La syphilis infectieuse au Canada : 2003-2012

RMTC

Volume 41-2, le 5 février 2015 : Infections transmissibles sexuellement et mois de la sensibilisation à la santé sexuelle

Surveillance

La syphilis infectieuse au Canada : 2003-2012

Totten S1,*, MacLean R1, Payne E1

Affiliation

1 Centre de la lutte contre les maladies transmissibles et les infections, Agence de la santé publique du Canada, Ottawa (Ontario)

Correspondance

Stephanie.Totten@phac-aspc.gc.ca

DOI

https://doi.org/10.14745/ccdr.v41i02a03f

Résumé

Contexte : Dans les années 1990, les taux de cas déclarés de syphilis infectieuse étaient relativement faibles et semblables chez les hommes et les femmes. En 2001, les taux ont commencé à augmenter, particulièrement chez les hommes.

Objectif : Déterminer les tendances des cas déclarés de syphilis infectieuse au Canada, du 1er janvier 2003 au 31 décembre 2012.

Méthodologie : Les rapports sur les maladies à déclaration obligatoire ont été présentés à l'Agence de la santé publique du Canada par les unités épidémiologiques provinciales et territoriales et les données ont été résumées selon l'âge et le sexe.
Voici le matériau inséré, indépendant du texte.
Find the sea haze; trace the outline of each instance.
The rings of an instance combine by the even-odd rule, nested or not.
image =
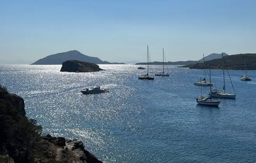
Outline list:
[[[106,71],[76,73],[60,72],[61,65],[0,66],[0,83],[24,99],[26,116],[45,134],[82,140],[104,163],[256,160],[256,71],[248,71],[246,82],[239,80],[244,71],[230,71],[237,99],[221,99],[216,108],[196,102],[200,87],[193,83],[203,70],[169,66],[169,77],[145,81],[139,66],[100,65]],[[222,71],[212,73],[222,88]],[[80,92],[97,85],[110,92]],[[209,87],[202,88],[207,94]]]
Résultats : Les taux de cas déclarés de syphilis infectieuse ont augmenté de 101,0 % de 2003 à 2012, passant de 2,9 à 5,8 cas par 100 000 habitants. Au cours de cette période, les taux ont augmenté de 128,3 % chez les hommes et ont diminué de 40,9 % chez les femmes. Chez les hommes, les taux de syphilis infectieuse étaient plus élevés dans le groupe d'âge de 25 à 29 ans, alors que chez les femmes, ils étaient plus élevés dans le groupe d'âge de 20 à 24 ans.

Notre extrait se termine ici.